Nur ein Internetfehler? Zufall oder für EUROTUNNEL sympthomatisch? Ob wir später noch Lust dazu haben, EUROTUNNEL? Welche Kunden haben nach den Vorkommnissen der steckengebliebenen Züge vor Weihnachten schon noch Lust auf eine Unterwasser-Tunnelfahrt? Um Missverständnissen vorzubeugen: Technische Probleme kommen vor. In der “Krise” ist aber wohlmeinendes Mangement im Umgang mit den Kunden gefragt.

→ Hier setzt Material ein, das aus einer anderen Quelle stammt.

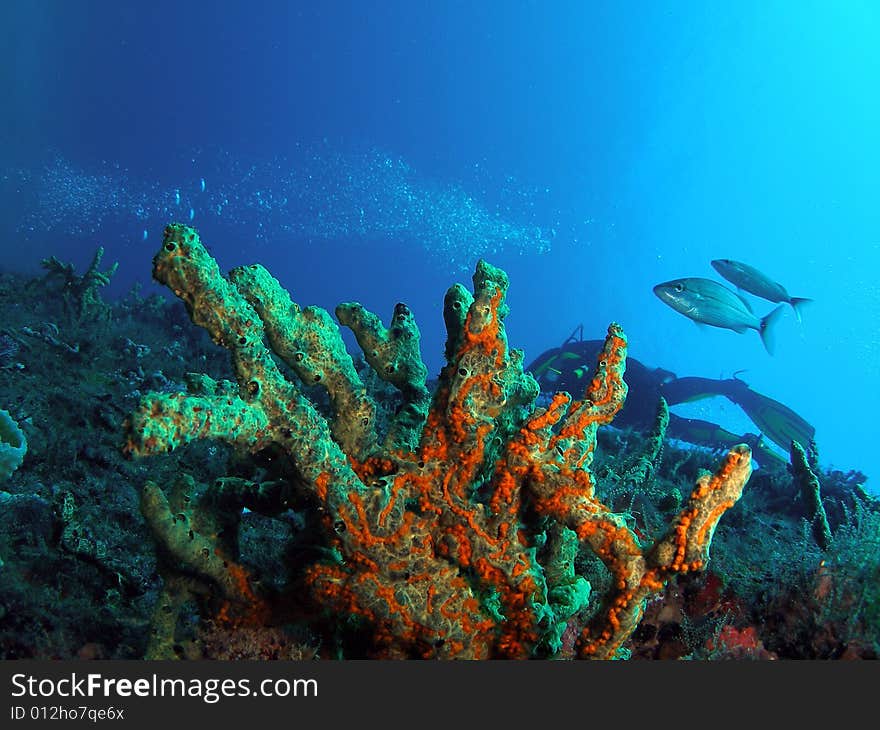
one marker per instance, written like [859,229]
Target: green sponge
[13,446]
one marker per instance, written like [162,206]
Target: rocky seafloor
[79,576]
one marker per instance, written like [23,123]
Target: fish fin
[744,301]
[767,330]
[796,304]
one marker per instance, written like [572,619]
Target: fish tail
[767,329]
[796,304]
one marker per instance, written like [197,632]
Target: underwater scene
[439,330]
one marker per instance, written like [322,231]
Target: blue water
[373,151]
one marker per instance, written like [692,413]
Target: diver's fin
[796,304]
[775,421]
[767,329]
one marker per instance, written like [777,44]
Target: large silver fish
[749,279]
[707,302]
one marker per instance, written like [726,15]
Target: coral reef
[454,533]
[13,445]
[82,577]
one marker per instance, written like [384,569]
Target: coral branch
[458,536]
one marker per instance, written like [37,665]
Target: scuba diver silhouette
[570,366]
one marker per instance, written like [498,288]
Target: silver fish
[749,279]
[707,302]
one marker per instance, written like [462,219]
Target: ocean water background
[374,151]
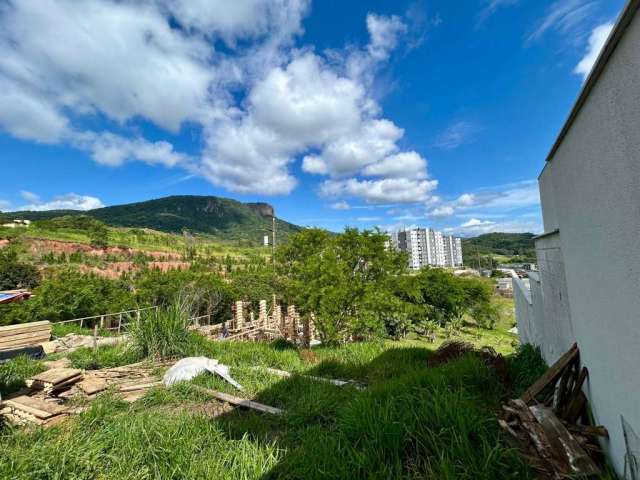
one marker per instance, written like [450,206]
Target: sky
[389,114]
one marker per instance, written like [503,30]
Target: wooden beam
[564,443]
[241,402]
[551,375]
[285,374]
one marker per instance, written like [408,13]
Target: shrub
[163,333]
[15,274]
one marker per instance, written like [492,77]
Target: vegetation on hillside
[357,288]
[410,422]
[491,249]
[14,273]
[221,218]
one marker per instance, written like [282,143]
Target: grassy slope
[145,240]
[411,422]
[222,218]
[501,246]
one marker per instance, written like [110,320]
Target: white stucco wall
[590,269]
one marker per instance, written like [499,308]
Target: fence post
[262,317]
[239,315]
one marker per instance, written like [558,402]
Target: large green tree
[346,281]
[445,298]
[16,274]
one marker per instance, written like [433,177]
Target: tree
[446,298]
[345,280]
[99,235]
[16,274]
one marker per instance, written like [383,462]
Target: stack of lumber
[24,409]
[550,423]
[55,380]
[24,334]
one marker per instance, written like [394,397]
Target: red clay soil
[113,270]
[57,246]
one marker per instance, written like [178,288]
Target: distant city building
[428,247]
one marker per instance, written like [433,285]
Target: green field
[410,421]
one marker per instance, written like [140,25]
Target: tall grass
[410,422]
[163,333]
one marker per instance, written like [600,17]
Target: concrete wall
[590,269]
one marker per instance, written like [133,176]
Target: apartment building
[428,247]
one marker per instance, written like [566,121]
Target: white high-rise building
[426,246]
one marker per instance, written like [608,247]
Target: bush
[15,274]
[346,280]
[207,293]
[163,333]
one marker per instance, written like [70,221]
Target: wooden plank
[25,341]
[551,375]
[56,375]
[92,385]
[588,430]
[34,406]
[138,386]
[564,443]
[23,335]
[241,402]
[538,438]
[285,374]
[21,326]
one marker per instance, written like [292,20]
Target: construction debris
[241,402]
[25,409]
[54,380]
[24,334]
[190,367]
[285,374]
[549,423]
[74,341]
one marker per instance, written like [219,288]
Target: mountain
[503,244]
[223,218]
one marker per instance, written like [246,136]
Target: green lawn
[410,422]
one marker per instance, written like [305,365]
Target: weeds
[108,356]
[412,421]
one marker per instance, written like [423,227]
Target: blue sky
[361,113]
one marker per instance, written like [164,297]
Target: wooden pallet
[24,334]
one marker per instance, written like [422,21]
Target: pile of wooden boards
[54,381]
[26,409]
[550,422]
[32,333]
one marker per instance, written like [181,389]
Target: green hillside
[501,247]
[222,218]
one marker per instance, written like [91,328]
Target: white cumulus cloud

Vor, während und nach der Panne haben wir jedenfalls keinerlei Nachricht von EUROTUNNEL bekommen.

——————————————Stunden später ——————————————————————–

klassenfahrten-eurotunnel-2010-01.jpg

———————————————– nur einen Tag später ——————————————————–

Die TAGESSCHAU der ARD und viele andere Medien berichten über die nächste “Panne” beim EUROSTAR bzw. EUROTUNNEL:

eurostar-erneute-panne.jpg

Erneut Eurostar-Zug im Tunnel liegengeblieben

Im Tunnel unter dem Ärmelkanal hat es erneut eine Panne mit einem Eurostar-Zug gegeben. Ein Hochgeschwindigkeitszug, der auf dem Weg von Brüssel nach London war, blieb für zwei Stunden liegen. Er sei inzwischen aus dem Tunnel geschleppt worden, sagte ein Eurostar-Sprecher. Die 200 Passagiere hätten in einem Ersatzzug die Reise fortgesetzt.
“Auf nicht nötige Fahrten verzichten”
Als Vorsichtsmaßnahme habe Eurostar den Betrieb unterbrochen, der Pendelverkehr der Auto- und Lastwagenzüge gehe jedoch weiter, erklärte der Betreiber. Reisenden wurde aber empfohlen, auf nicht unbedingt nötige Fahrten zu verzichten. “Wenn Sie nicht reisen müssen, empfehlen wir, Ihre Fahrt zu stornieren oder zu verschieben”, teilte das Unternehmen auf seiner Internetseite mit. Wegen der schlechten Wetterbedingungen in Nordeuropa werde es auch in den nächsten Tagen nur einen beschränkten Zugverkehr geben.
“Problem hat nichts mit dem Wetter zu tun”

Ein Sprecher der französischen Bahngesellschaft SNCF erklärte, Ursache für die Panne sei offenbar ein Defekt im Signalsystem des Zugs. Aus bislang unbekannten Gründen sei im Tunnel das belgische statt des britischen Signals angegangen. Dies hätte einen automatischen Stopp des Zuges ausgelöst. “Das Problem hat nichts mit der Kälte oder dem Schnee zu tun”, betonte der Sprecher. Während eines Kälteeinbruchs kurz vor Weihnachten war der Zugverkehr tagelang vollständig zum Erliegen gekommen. Etwa 2000 Passagiere saßen in der Tunnelröhre fest, mehr als 70.000 Menschen konnten ihre geplanten Reisen nicht antreten. Als Ursache nannte der Betreiber damals das Wetter.